15.04.2025
ZML Seminar Martin Caffrey April 29th 10.00 a.m. CRTD SR 3+4

ZML Seminar Caffrey
Toward Structure-inspired Design and Development of New Antibacterial Drugs
Martin Caffrey, Membrane Structural and Functional Biology Group, Trinity College Dublin, Ireland
Lipoprotein maturation represents a possible Achilles’ heel common to all bacteria that should be
exploited for antibiotic development. With functions that include cell envelope stabilization, signal
transduction, catalysis, transport, and host interactions, lipoproteins play vital roles in bacterial
physiology, pathogenicity, and antibiotic resistance. Lipoproteins achieve functional maturity
through the sequential action of three membrane enzymes, essential in many pathogens. Having
active sites at the membrane surface, antibiotic access is less restricted and efflux-mediated
resistance is less of an issue. They represent attractive antibiotic targets. Targeting this posttranslational
modification pathway affords the possibility of developing therapeutics that are hard to
circumvent and that inactivate many lipoproteins without consequence for host cells. The drug
discovery route under investigation in my group seeks to benefit from high-resolution structures of
the three enzymes. These are being pursued using macromolecular X-ray crystallography and, more
recently, by cryo-electron microscopy.

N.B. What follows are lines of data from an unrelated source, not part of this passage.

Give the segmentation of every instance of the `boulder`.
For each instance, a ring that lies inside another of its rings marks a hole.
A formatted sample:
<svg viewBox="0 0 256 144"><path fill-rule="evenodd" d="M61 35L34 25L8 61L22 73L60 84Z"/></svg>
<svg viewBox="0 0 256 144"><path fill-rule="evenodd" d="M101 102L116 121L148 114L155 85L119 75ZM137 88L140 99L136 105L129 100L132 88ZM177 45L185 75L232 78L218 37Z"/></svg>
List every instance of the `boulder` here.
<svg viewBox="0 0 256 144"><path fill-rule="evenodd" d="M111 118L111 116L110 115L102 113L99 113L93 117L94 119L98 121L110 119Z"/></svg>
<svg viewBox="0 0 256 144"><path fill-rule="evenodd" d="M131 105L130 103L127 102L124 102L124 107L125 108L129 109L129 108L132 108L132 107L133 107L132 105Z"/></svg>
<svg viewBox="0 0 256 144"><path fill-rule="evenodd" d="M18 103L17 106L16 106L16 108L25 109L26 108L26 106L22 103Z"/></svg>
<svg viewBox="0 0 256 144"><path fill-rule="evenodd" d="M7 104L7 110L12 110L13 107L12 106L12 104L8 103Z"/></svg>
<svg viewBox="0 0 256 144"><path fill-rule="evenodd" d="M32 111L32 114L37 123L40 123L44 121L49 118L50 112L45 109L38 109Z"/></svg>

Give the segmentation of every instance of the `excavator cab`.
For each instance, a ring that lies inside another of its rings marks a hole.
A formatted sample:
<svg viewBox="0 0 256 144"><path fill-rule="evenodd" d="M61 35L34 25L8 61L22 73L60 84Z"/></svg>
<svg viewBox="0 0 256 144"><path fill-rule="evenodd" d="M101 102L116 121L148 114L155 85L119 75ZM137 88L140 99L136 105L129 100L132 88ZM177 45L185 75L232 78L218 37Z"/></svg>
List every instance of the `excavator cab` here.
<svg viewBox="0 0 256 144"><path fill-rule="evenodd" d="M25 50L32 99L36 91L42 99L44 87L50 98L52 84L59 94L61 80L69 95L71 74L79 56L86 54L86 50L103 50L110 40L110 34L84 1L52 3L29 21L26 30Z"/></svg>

In my presentation, I will describe a cross-disciplinary
programme employing state-of-the-art materials and methods in synthesis, protein production,
functional and biophysical characterisation, crystallisation, crystallography, and cryo-electron
microscopy, to establish structures of the enzymes and their complexes with insights into catalytic
mechanism, specificity, and drug design. Our research efforts are partly in response to the urgent
global need for new and effective antibiotics.